Biochar has a high surface area, a result of the pore structure of the feedstock, and on this surface are multiple charge sites at edges of the graphene complexes which provide a high cation exchange capacity (CEC). This property gives biochar the ability to “grab” positively-charged ions from solution and retain them. The porous structure of biochar also promotes a rich microbiota of bacteria and fungi which can in turn attract and metabolise a range of nutrients and pollutants. In both of these cases the nutrients become highly available to plants, and the biochar performs the simultaneous functions of mitigating nutrient leaching and reducing the need for fertiliser inputs.

Several traditional methods of making charcoal involve partial combustion in smoldering fires which burn at lower temperatures than we use for making biochar.
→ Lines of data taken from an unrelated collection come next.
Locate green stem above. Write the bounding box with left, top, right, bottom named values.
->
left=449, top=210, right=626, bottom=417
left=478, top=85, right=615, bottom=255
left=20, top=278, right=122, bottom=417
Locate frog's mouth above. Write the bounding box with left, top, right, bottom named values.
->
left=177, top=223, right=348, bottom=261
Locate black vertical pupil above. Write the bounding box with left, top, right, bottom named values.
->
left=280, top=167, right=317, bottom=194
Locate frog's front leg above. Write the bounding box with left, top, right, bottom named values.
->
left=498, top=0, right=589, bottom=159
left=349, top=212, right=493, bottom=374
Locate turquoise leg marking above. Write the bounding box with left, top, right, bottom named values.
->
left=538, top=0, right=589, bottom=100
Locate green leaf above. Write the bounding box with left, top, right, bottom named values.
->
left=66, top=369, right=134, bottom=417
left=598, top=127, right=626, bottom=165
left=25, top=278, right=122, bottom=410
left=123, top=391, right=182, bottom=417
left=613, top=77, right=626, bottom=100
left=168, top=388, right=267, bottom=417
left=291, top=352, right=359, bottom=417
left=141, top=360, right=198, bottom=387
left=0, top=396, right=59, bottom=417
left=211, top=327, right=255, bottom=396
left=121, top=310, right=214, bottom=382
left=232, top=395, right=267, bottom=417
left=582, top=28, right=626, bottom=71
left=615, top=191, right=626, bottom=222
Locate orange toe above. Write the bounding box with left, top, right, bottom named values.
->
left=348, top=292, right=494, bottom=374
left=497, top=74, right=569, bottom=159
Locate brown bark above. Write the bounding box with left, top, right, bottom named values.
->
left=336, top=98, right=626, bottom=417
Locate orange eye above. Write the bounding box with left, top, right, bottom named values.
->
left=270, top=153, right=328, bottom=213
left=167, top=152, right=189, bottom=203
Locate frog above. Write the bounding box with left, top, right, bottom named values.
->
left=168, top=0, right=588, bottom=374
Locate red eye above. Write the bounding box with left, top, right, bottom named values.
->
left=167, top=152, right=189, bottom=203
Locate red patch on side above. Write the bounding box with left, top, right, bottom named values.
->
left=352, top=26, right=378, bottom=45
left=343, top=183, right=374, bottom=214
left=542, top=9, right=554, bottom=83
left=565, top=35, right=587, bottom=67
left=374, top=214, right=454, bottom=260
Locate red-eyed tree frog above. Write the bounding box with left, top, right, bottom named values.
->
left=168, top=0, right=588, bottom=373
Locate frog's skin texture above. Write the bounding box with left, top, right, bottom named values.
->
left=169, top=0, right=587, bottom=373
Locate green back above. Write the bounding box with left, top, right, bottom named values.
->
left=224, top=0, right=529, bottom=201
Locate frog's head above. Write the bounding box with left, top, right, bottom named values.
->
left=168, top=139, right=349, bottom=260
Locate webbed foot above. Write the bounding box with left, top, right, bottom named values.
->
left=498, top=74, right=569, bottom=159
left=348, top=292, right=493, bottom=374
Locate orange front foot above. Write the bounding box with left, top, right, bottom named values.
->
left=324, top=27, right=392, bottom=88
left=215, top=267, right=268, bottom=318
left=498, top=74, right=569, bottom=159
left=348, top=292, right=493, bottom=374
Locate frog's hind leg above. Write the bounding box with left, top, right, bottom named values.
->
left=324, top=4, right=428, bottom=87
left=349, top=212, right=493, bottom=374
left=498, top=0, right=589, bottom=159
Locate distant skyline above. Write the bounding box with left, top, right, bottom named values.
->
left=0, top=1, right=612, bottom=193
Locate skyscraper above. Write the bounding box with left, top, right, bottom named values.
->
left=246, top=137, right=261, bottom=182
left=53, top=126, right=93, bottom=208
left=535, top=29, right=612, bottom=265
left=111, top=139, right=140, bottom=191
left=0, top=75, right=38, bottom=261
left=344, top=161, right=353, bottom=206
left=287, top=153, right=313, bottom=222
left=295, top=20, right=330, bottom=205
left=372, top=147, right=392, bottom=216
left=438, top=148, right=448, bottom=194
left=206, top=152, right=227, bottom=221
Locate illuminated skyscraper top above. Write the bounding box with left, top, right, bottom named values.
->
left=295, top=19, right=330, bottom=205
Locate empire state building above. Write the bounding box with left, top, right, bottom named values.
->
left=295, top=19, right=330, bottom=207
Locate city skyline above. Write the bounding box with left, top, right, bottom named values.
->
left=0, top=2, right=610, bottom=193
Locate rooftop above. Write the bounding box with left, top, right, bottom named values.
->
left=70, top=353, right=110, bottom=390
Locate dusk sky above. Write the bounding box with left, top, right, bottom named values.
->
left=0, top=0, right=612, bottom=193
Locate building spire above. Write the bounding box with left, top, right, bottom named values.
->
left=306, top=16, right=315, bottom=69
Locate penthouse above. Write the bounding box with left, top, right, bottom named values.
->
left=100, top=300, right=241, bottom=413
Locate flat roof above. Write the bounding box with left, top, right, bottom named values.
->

Any well-managed pyrolysis process will release little aside from carbon dioxide and water vapour. Particulate and gaseous fractions such as syngas are either completely combusted or harvested as biofuel yields when making biochar.

In settings where large amounts of feedstock are produced or received already (e.g. sawmills, municipal transfer stations) there would be an incentive to have stationary pyrolysis facilities. Mobile technology would be better suited to distributed source material, and because conversion of feedstocks to biochar involves considerable volume and mass reduction (up to 75%) it makes far more sense to transport the finished product.

Some form of heat source is needed to begin pyrolysis. This can be supplied externally or by burning some of the feedstock itself in the outset. As soon as the outgassing of volatile fractions is underway, these products can be fed back into the combustion environment and used to drive an exothermic process. As long as the heat is not supplied by fossil fuels, the process footprint is carbon neutral.